NEW YORK, June 23, 2026, 11:08 EDT
AT&T shares climbed 1.9% to $22.52 in New York morning trading on Tuesday after recent losses, as buyers picked up large U.S. telecom stocks. Verizon added 1.4% and T-Mobile US gained 1.3%. The QQQ ETF, tracking the Nasdaq 100, dropped around 2.5%.
AT&T is still around pressure levels, and the latest bounce looks more like a technical repair than a shift in mood. MarketWatch put the stock’s 52-week range between $21.99 and $29.79 earlier Tuesday. Shares are down 3.65% for the past five days and off 10.81% for the month, so Tuesday’s upside doesn’t signal a clear change in sentiment.
Earnings are the next thing to watch. AT&T will report Q2 results before the New York Stock Exchange opens on July 22 and plans a call at 8:30 a.m. ET. Investors are likely to look for updates on wireless subscriber numbers, fiber demand and cash generation.
AT&T is guiding for 2026 with low-single-digit service revenue growth, adjusted EBITDA up 3% to 4%, and adjusted earnings per share between $2.25 and $2.35. The company is planning capital investment at $23 billion to $24 billion and says it expects free cash flow of more than $18 billion. Adjusted EBITDA is earnings before interest, taxes, depreciation and amortization, minus certain items. Free cash flow is what’s left after capital spending.
AT&T’s plan is focused on locking in more wireless-and-fiber customers. The company signed up 294,000 new postpaid phone users and 512,000 consumer advanced internet customers in the first quarter. That includes 273,000 who chose fiber and 239,000 who went with AT&T Internet Air. Revenue for the first quarter came in at $31.5 billion, topping the $31.25 billion analysts saw in LSEG data, Reuters said.
UBS analyst Ryan Gravett kept his Buy rating on AT&T and a $31 price target, according to TipRanks on Monday. UBS’s John Hodulik stuck with Hold on Verizon and a $48 target. TipRanks said the average analyst target for AT&T is $31.07 with a Moderate Buy consensus.
AT&T finance chief Pascal Desroches told investors this month the company is “delivering returns to shareholders today” even as it keeps network spending up. He was direct on broadband: “Fiber is our lead offer.” Fixed wireless—broadband over mobile spectrum instead of fiber—remains an option. But management keeps describing it as a selective play, not the main product. AT&T Investor Relations
AT&T’s first-quarter numbers point to hefty spending, Brian Mulberry, chief market strategist at Zacks Investment Management, told Reuters. Mulberry said the bet is that “data is going to be the revenue of the future.” That’s the bullish view—frontload investment to smooth out revenue down the line.
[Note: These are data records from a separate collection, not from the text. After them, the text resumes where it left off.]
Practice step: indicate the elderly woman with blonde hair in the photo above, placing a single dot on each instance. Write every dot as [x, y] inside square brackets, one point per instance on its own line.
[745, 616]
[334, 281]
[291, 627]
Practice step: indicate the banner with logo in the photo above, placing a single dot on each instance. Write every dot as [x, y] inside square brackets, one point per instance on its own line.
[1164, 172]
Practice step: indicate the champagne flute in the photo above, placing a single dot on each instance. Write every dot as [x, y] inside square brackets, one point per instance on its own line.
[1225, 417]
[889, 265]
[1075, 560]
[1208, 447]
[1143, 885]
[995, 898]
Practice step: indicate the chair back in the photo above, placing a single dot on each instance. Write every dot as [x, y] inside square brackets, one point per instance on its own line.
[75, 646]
Reuters
Risks are still on the table. AT&T’s second-quarter free-cash-flow outlook of $4 billion to $4.5 billion missed the $4.6 billion analysts were looking for, Reuters said in April. California regulators also asked a court and the FCC to block AT&T’s effort to shut off some old copper-wire phone service. The fight centers on “carrier of last resort” rules, which require the company to keep offering basic service even if it costs more to run the legacy network. Reuters
AT&T said keeping the California copper network going costs around $1 billion each year and now that copper only reaches 3% of its households in the state, Reuters reported. A slower regulatory process or weak fiber and wireless take-up could erase Tuesday’s gains in a hurry.